One autumn day an eagle on a pyramid saw a stately caravan of richly laden camels. There were expensively dressed, armed men on snorting Arabian horses, shining white like silver and with red, trembling nostrils, whose manes were big and thick and hung down between their delicate legs. Rich guests, a royal prince from Arabia, handsome as a prince should be, came to the proud house where the stork nest stood empty. Those who lived there were in a northern country, but they would soon be back. And it so happened that they returned that very day, when there was so much joy and happiness there. There was a wedding party, and little Helga was the bride, dressed in silk and jewels. The bridegroom was the young prince from Arabia. They sat at the head of the table between mother and grandfather.

But she didn’t look at the bridegroom’s brown, manly cheek, where a black beard curled. She didn’t look at the ardent dark eyes that were fastened on her. She looked out and up at the twinkling, sparkling stars shining down from the sky.

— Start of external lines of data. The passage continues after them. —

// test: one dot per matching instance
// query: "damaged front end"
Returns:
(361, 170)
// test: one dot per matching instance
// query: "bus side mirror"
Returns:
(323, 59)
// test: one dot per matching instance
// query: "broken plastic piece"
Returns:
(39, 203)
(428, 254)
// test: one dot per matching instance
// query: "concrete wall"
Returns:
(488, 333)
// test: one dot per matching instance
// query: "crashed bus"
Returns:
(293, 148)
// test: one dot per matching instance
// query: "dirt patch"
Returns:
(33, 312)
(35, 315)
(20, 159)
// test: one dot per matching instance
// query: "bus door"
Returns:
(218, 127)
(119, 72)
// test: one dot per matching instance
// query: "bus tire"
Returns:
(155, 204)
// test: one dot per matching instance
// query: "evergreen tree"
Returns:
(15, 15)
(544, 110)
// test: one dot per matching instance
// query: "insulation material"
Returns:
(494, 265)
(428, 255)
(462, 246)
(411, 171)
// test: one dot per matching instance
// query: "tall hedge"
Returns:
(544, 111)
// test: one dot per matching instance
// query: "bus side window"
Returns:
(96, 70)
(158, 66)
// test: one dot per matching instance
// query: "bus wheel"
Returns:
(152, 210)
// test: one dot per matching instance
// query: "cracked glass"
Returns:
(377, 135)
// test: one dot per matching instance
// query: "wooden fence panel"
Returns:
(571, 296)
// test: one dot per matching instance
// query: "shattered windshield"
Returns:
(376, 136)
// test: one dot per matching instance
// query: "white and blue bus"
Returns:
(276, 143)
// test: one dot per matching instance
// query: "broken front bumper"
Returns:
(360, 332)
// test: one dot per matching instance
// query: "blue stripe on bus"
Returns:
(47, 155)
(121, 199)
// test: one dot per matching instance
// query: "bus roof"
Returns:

Then came the rushing sound of strong wings in the air. The storks were coming back, and the old stork couple, no matter how tired they were from the trip, and how much they needed to rest, flew right down on the railing by the veranda. They knew what the celebration was for. They had already heard at the border that little Helga had had them depicted on the wall. They were part of her story.

“That was very thoughtful,” said stork father.

“It’s not much,” said stork mother, “It was the least she could do!”

When Helga saw them, she got up and went out on the veranda to clap them on the back. The old stork couple curtsied with their necks, and the youngest children watched and felt honored.

And Helga looked up at a gleaming star that was shining more and more clearly, and between it and her a figure moved, clearer even than the air and therefore visible. It swayed quite close to her. It was the dead Christian priest. He too came on her day of celebration, came from heaven.

“The glory and splendor there surpasses anything known on earth,” he said.

And little Helga, asked so sweetly and sincerely, as she never had begged for anything before, if she could for just a single minute look in—just cast one glance into the heavenly kingdom, to the Father.

And he lifted her up in glory and splendor, in a stream of tones and thoughts. And there was light and sound not just outside of her, but inside too. Words cannot describe it.

“Now we must return. You are missed!” he said.

“Just a glance yet,” she asked, “only a single short minute!”

“We must get back to earth. All the guests are leaving!”

“Only a glance—the last!”

And little Helga stood on the veranda again, but all the torches there had been put out, and all the lights in the banquet hall were out too. The storks were gone, and there were no guests to be seen, no bridegroom. Everything had vanished in three short minutes.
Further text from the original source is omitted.